ピンクが女の子の色になったのはいつ?
世界中で史上最大級の盛り上がりを見せた国際女性デー。デモンストレーションの象徴となったのは、ピンクの帽子。でも、これは決して「かわいいから」ではないことは明らか。でも、ピンクが「女の子の色」になったのっていつから? その経緯を追えば、ピンクハットの意味深さがわかってくる。
ジェンダーバイアスに囚われないよう、ニュートラルカラーのベビー用品やおもちゃが出揃っている昨今。男の子ならブルー、女の子ならピンク。慣れきったこの組み合わせ、実は何と第二次大戦後にようやく定められたもの。しかもひとりの女性によって……。その歴史を見てみよう。

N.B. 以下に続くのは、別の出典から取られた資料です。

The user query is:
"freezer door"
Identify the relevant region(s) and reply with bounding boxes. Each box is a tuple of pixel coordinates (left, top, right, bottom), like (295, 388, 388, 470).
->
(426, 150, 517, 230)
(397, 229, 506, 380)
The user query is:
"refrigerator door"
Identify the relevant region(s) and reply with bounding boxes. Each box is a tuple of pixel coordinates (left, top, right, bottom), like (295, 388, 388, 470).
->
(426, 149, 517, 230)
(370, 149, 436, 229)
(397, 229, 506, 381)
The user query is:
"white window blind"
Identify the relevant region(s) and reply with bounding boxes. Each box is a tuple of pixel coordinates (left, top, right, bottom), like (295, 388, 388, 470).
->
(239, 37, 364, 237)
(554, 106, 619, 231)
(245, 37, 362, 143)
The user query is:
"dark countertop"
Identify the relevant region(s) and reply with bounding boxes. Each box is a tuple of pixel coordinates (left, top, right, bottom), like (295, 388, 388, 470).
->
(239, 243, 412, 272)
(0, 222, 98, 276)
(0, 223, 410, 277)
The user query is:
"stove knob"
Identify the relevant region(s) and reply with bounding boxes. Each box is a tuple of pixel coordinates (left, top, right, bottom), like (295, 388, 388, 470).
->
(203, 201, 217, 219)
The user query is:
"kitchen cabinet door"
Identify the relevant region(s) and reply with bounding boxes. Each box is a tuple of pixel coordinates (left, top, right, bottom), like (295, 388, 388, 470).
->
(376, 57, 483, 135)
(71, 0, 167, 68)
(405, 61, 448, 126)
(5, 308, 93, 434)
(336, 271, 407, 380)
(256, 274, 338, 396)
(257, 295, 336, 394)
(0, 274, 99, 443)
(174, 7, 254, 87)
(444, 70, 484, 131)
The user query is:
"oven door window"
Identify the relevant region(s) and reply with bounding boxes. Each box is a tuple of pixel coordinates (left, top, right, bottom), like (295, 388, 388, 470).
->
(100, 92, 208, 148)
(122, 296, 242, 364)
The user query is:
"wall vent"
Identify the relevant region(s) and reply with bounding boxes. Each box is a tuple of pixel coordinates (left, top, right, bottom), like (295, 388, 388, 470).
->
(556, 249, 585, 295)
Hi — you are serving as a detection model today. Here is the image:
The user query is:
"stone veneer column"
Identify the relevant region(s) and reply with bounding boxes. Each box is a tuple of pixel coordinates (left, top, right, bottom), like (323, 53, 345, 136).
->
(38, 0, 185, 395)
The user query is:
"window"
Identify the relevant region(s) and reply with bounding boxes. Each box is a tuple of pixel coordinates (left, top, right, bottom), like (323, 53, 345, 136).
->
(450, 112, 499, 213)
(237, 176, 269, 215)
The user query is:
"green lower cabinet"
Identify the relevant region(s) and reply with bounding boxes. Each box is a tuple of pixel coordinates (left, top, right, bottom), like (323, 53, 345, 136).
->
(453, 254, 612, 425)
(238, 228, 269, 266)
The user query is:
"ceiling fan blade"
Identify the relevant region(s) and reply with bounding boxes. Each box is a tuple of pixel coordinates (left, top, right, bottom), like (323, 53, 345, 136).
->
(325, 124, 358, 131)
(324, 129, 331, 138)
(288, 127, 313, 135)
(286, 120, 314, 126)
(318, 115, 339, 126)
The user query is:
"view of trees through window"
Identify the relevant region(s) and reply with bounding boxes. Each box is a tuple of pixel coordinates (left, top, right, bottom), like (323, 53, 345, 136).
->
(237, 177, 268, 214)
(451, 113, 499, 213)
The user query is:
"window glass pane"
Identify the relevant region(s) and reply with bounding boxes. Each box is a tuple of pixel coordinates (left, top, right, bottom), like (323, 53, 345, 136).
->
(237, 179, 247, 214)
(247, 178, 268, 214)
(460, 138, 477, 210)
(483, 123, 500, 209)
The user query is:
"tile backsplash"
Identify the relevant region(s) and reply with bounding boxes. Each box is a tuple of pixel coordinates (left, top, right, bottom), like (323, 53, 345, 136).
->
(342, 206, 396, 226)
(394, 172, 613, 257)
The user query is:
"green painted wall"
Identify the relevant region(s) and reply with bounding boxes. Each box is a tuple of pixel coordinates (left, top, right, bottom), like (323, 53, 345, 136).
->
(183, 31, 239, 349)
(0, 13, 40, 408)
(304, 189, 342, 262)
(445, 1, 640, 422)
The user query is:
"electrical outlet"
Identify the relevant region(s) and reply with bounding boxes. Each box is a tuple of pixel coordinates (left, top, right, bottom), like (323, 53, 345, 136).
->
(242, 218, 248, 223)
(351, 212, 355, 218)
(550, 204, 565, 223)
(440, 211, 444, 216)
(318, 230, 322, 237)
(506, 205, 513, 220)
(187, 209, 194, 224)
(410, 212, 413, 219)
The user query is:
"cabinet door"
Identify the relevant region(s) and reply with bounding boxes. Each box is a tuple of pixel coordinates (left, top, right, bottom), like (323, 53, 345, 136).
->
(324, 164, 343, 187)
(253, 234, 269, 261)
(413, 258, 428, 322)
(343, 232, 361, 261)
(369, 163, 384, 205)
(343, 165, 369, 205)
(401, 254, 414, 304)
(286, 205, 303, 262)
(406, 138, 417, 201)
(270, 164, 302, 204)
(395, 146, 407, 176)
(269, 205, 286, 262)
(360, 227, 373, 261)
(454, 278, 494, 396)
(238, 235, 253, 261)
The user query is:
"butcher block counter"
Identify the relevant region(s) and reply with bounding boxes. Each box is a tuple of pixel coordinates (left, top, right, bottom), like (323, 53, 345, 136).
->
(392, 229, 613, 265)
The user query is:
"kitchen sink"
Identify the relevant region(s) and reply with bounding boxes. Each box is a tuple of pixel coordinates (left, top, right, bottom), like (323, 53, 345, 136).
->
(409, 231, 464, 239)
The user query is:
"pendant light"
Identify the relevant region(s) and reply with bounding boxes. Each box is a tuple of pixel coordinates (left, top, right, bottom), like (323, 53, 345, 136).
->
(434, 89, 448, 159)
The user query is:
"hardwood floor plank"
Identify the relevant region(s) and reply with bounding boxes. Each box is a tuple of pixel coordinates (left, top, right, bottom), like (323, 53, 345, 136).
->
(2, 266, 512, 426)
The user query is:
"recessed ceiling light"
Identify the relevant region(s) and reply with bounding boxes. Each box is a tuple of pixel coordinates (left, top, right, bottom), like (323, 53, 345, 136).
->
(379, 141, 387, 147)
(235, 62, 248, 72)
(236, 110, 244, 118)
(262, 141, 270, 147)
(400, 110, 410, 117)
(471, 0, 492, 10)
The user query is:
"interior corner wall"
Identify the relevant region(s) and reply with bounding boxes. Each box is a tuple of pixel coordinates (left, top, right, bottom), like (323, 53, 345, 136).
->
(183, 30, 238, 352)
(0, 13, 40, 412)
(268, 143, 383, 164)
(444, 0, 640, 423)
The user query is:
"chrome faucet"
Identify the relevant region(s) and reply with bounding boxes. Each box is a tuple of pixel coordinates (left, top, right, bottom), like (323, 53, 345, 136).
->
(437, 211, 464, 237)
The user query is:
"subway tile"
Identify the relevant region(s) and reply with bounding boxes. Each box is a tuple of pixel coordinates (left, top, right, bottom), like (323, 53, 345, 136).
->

歴史上、「子供」という認識が生まれたのは実際には近世以降。それまでは子供の人権もへったくれもなく、「ただの小さい大人予備軍」という認識しかされていなかった。大人も子供も全く同じ構造の服を着るのも当たり前。男の子も女の子もある一定の年になるまで「女子」の格好をしていた(一説によると男子のほうが死亡率が高かったため魔除けの意味もあったらしい)。ただし女性のみ、特にルネッサンス期の絵画において、体が発達し、結婚できる年齢(あるいは大人がそうさせたいと思ったとき)に達すると、淡いブルーの服を身にまとうのが一般的だった。聖母マリアのシンボルカラーが青、というのも女性の貞節が結婚において重要なファクターであった事に関係あるかもしれない。逆に、「これが男らしい色」という設定も特になく、ピンクは男女ともにごく普通の色として日常的に用いられてきた。